Release Notes for SUSE Linux Enterprise High Availability Extension 11 Services Pack 4

Version 11.4.7 (2016-09-08)

Abstract

These release notes apply to all SUSE Linux Enterprise High Availability Extension 11 Services Pack 4 based products (e.g. for x86, x86_64, Itanium, Power and System z). Some sections may not apply to a particular architecture or product. Where this is not obvious, the respective architectures are listed explicitly in these notes. Instructions for installing SUSE Linux Enterprise High Availability Extension can be found in the README file on the CD.

Manuals can be found in the docu directory of the installation media. Any documentation (if installed) can be found in the /usr/share/doc/ directory of the installed system.

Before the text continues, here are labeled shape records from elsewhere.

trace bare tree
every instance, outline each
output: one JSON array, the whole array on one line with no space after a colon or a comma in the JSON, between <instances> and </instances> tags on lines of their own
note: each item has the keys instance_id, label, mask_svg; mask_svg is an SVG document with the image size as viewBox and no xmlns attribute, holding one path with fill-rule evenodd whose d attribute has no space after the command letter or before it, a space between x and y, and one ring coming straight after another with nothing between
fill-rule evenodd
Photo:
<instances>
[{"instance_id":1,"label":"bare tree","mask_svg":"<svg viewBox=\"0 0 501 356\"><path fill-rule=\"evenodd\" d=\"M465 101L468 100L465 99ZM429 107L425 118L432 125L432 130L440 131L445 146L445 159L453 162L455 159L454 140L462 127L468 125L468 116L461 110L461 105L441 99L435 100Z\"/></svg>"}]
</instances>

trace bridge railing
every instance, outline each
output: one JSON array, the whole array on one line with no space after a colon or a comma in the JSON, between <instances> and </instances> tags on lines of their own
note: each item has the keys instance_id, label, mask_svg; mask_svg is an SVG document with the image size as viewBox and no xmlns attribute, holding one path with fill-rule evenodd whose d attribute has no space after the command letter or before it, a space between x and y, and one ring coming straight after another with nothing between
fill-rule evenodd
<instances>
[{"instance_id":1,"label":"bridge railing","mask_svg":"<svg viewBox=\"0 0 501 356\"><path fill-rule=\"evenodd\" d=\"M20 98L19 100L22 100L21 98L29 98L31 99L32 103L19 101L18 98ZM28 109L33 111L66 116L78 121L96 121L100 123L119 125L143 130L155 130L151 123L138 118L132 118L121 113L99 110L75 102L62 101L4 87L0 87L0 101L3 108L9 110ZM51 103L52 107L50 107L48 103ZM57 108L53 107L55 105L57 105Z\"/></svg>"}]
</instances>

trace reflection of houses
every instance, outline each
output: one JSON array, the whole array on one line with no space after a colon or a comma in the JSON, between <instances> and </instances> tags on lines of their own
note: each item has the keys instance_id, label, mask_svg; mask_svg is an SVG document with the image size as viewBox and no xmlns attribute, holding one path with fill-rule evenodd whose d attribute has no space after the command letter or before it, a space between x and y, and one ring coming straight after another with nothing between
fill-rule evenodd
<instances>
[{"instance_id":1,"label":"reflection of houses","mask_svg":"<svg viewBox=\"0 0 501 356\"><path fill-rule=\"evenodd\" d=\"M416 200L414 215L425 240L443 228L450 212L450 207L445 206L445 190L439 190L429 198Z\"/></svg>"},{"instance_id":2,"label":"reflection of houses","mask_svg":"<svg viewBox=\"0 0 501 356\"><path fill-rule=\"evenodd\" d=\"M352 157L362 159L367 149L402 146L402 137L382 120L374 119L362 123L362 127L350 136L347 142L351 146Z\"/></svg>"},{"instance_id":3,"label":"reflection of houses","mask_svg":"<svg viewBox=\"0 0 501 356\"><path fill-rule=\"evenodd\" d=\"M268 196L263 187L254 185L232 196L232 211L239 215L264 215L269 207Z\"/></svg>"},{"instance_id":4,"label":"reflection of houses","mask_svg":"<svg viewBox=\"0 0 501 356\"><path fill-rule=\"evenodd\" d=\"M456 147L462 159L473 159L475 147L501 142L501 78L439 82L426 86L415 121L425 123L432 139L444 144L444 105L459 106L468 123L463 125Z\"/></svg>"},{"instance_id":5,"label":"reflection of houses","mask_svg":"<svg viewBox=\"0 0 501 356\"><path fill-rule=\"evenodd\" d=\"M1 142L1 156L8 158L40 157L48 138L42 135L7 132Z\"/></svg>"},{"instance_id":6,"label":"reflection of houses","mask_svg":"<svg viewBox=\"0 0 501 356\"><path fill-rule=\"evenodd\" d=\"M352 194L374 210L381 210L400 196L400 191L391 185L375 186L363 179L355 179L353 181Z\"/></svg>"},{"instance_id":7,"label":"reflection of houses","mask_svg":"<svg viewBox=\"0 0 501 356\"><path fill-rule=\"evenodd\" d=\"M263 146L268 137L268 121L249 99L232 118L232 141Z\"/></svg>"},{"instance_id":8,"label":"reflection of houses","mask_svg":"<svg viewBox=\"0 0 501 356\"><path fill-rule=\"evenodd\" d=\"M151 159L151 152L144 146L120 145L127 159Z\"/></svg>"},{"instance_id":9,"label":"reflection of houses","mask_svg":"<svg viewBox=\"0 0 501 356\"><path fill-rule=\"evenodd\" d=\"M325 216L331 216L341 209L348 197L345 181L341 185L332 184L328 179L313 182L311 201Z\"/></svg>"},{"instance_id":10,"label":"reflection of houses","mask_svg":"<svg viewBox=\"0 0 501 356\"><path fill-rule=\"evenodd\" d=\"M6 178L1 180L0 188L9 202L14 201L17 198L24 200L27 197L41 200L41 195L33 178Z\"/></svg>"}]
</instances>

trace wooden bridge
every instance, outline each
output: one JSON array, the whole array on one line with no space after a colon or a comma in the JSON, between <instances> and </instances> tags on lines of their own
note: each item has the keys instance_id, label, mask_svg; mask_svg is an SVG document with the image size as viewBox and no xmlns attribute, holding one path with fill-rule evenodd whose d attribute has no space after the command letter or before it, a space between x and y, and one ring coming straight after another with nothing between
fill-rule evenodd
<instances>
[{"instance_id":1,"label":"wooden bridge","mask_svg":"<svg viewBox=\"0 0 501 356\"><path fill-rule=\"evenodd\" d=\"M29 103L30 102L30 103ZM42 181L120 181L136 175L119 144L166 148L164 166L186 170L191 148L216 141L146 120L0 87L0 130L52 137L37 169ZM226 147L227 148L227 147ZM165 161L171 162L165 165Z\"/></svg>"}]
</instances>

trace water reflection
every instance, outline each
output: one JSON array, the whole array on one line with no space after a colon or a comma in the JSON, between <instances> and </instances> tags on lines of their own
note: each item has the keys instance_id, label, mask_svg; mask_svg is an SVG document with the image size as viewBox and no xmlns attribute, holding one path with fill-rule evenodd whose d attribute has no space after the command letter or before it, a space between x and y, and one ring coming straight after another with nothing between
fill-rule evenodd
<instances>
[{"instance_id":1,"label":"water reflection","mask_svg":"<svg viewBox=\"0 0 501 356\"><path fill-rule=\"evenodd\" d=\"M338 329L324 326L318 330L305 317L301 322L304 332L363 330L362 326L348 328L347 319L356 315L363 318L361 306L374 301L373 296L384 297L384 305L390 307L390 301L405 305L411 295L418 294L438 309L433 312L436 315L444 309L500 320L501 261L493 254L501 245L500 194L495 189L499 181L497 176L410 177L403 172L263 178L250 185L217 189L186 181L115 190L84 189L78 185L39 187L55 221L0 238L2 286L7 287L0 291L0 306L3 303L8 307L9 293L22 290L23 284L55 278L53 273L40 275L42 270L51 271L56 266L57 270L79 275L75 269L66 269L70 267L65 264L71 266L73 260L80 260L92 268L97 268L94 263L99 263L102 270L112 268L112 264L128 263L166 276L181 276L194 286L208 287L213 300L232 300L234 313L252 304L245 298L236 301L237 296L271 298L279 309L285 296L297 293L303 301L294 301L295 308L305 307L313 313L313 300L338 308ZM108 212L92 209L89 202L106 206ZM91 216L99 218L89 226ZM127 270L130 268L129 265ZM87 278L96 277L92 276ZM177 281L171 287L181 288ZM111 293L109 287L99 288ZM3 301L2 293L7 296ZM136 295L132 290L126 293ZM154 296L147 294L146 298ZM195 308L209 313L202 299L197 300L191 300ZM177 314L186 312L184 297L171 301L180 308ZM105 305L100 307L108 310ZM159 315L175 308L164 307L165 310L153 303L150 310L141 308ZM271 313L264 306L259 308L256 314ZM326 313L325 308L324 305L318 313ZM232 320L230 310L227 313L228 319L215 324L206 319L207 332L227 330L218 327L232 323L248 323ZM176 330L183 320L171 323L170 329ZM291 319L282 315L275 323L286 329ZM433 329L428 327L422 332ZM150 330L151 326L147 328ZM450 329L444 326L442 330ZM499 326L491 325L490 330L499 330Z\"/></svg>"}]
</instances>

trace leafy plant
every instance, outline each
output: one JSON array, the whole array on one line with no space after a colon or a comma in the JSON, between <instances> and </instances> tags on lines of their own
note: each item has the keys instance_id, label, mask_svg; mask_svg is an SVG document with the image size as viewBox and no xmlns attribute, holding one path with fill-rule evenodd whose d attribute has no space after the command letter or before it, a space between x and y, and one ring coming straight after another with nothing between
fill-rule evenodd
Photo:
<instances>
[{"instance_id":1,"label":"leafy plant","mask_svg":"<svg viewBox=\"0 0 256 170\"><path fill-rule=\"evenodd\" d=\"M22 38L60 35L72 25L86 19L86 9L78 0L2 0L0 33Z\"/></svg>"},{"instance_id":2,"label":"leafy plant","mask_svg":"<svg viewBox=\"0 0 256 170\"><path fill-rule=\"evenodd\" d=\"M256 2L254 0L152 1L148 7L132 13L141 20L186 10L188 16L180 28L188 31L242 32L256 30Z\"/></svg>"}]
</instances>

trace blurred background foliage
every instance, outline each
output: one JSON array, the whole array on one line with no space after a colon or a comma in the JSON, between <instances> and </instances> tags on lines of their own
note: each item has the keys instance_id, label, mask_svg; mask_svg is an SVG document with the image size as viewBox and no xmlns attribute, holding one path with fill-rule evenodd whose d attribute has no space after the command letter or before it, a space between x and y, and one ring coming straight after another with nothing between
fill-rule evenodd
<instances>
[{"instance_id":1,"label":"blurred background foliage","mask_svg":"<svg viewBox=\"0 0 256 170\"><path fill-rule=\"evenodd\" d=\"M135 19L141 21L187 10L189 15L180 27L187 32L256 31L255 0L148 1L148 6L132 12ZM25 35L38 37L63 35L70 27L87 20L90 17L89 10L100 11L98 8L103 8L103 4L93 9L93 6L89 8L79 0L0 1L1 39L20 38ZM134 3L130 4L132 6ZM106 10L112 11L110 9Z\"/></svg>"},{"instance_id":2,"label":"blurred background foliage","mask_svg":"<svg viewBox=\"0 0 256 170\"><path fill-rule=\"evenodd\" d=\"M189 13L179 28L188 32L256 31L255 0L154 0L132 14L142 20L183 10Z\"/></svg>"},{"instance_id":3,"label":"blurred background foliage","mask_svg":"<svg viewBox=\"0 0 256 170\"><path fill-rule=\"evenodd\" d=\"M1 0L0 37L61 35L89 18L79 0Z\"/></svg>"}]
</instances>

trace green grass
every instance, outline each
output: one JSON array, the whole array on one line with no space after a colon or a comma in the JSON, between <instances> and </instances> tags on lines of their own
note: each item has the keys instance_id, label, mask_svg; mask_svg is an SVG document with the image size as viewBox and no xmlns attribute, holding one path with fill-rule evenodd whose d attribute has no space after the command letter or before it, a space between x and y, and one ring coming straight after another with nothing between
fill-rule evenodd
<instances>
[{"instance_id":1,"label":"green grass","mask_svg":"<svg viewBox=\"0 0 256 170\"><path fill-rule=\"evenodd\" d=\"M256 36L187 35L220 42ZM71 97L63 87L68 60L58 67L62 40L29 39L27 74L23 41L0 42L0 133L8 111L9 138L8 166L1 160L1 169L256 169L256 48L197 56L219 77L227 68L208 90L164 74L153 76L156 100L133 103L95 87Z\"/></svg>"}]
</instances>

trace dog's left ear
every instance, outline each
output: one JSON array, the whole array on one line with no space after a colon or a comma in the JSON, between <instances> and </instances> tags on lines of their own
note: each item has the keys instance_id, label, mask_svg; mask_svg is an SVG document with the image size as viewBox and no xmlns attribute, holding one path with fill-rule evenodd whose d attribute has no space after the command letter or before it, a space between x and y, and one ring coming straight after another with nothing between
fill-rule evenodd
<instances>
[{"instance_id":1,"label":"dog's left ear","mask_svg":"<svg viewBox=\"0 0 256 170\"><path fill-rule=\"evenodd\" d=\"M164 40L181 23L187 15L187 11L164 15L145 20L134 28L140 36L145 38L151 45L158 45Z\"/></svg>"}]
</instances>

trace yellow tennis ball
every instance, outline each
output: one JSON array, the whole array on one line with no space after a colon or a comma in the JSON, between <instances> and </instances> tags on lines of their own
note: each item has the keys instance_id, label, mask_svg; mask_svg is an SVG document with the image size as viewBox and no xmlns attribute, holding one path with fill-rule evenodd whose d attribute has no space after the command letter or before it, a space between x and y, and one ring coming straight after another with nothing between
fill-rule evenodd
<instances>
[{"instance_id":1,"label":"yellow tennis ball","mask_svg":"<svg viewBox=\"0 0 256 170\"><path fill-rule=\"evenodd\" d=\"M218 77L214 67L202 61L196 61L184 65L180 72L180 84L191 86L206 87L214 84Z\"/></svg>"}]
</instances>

This SUSE product includes materials licensed to SUSE under the GNU General Public License (GPL). The GPL requires SUSE to provide the source code that corresponds to the GPL-licensed material. The source code is available for download at http://www.suse.com/download-linux/source-code.html. Also, for up to three years after distribution of the SUSE product, upon request, SUSE will mail a copy of the source code. Requests should be sent by e-mail to mailto:sle_source_request@suse.com or as otherwise instructed at http://www.suse.com/download-linux/source-code.html. SUSE may charge a reasonable fee to recover distribution costs.


1. Purpose and News
1.1. Purpose
1.2. What's New in SUSE Linux Enterprise High Availability Extension 11 SP4
2. Features and Versions
2.1. Resource Management
2.1.1. Data Replication—Distributed Remote Block Device (DRBD)
2.1.2. IP Load Balancing—Linux Virtual Server (LVS)
2.1.3. Distributed Lock Manager (DLM)
2.2. Other Changes and Version Updates
2.2.1. Support coredumps with STONITH Enabled and Timeouts for Kdump
2.2.2. IPVS support for iptables -m
3. Changed Functionality in SUSE Linux Enterprise High Availability Extension 11 SP4
4. Deprecated Functionality in SUSE Linux Enterprise High Availability Extension 11 SP4
5. Infrastructure, Package and Architecture Specific Information
5.1. Architecture Independent Information
5.1.1. Changes in Packaging and Delivery
5.1.2. Security
5.1.3. Network
5.2. Systems Management
5.2.1. Hawk Wizards for Common Configurations
5.2.2. Hawk Wizard for DB2 HADR
5.2.3. Hawk Wizard for DB2
5.2.4. Hawk Wizard for Configuring the Oracle Database
5.2.5. Hawk Wizards for Configuring Common Scenarios
5.3. AMD64/Intel64 64-Bit (x86_64) and Intel/AMD 32-Bit (x86) Specific Information
5.3.1. System and Vendor Specific Information
6. Other Updates
7. Update-Related Notes
8. Supported Deployment Scenarios SUSE Linux Enterprise High Availability Extension 11 SP4
8.1. Local Cluster
8.2. Metro Area Cluster
8.3. Geographical Clustering
9. Known Issues in SUSE Linux Enterprise High Availability Extension 11 SP4
9.1. Linux Virtual Server Tunnelling Support
9.2. Samba CTDB Cluster Rolling Update Support
10. Further Notes on Functionality
10.1. Cluster-concurrent RAID1 Resynchronization
10.2. Quotas on OCFS2 Filesystem
11. Support Statement for SUSE Linux Enterprise High Availability Extension 11 SP4
12. Technical Information
13. Miscellaneous
13.1. crmsh: Enable Anonymous Shadow CIBs
14. More Information and Feedback

Chapter 1. Purpose and News

1.1. Purpose

SUSE Linux Enterprise High Availability Extension is an affordable, integrated suite of robust open source clustering technologies that enable enterprises to implement highly available Linux clusters and eliminate single points of failure.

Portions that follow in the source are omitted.